Notre mission : annoncer l’Amour

Souvenons-nous de la Pentecôte. Depuis, nous sommes envoyés en mission pour dire que le Seigneur est avec nous. S’il est avec nous, alors pourquoi est-il si discret ? C’est une des réalités de la foi que nous n’avons jamais fini de découvrir. Cette discrétion assumée est, peut-être, pour que nous grandissions, que nous prenions notre monde à cœur pour lui apporter le Salut de Dieu, par nos vies, par nos mains. Pas facile d’avoir la foi, de « mettre notre confiance en Dieu comme si tout dépendait de nous et non de Lui, et se mettre à l’action comme si tout dépendait de nous et non de Lui », selon l’adage igniatien.

Agir avec Dieu

Il n’est pas question de ne rien attendre de Dieu, comme s’il était au spectacle du monde, mais de prendre pleinement notre place. Nous ne sommes pas des pantins, des jouets d’un quelconque démiurge, mais la création aimée de Dieu. Cela change tout, car avec un tel amour, nous ne pouvons pas être perdus. Dieu nous a créés libres pour que nous soyons, avec sa force, les acteurs justes et fraternels de notre monde. Il est avec nous, même lorsque la barque tangue et que souffle le vent. Il est à l’arrière tranquille et serein comme pour nous dire, une fois de plus, « Soyez sans crainte. La paix soit avec vous ». C’est bien le paradoxe de notre Dieu, ce présent tellement absent.

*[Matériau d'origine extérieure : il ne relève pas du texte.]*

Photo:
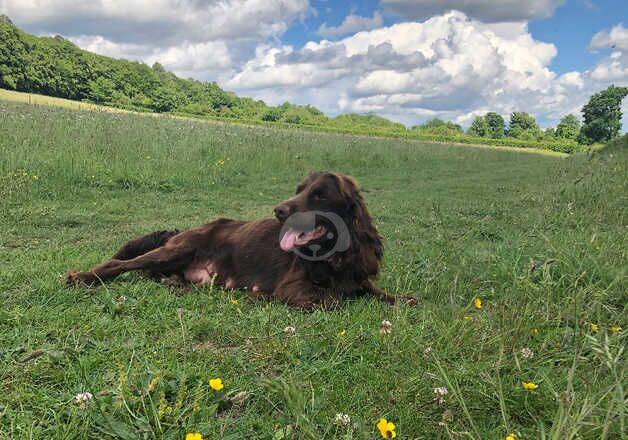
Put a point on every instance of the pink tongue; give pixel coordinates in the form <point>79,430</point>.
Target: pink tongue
<point>289,239</point>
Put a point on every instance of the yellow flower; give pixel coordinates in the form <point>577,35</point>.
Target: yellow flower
<point>386,428</point>
<point>477,303</point>
<point>216,384</point>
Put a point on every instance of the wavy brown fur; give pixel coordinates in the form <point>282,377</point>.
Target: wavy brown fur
<point>247,254</point>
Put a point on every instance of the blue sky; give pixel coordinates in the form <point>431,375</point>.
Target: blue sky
<point>409,60</point>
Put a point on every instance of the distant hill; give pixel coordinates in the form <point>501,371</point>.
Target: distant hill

Pour ne pas être perdus : espérons contre toute espérance

Pour prendre conscience qu’Il est à l’œuvre en cet âge, nous avons besoin d’ouvrir les yeux de notre cœur, de regarder le monde avec le regard de celui qui espère contre toute espérance. C’est cela la foi, savoir que tout est possible grâce à Dieu, mais que tout dépend en grande partie de moi, car je suis libre. Cette liberté n’est ni surveillée, ni encadrée, ni restreinte. C’est la Bonne Nouvelle de la foi ! Toutefois, que répondre à ceux qui semblent être perdus, isolés, comme en pleine mer ? Il y a beaucoup dans notre monde et nous partageons la même humanité. Le silence de Dieu peut surprendre.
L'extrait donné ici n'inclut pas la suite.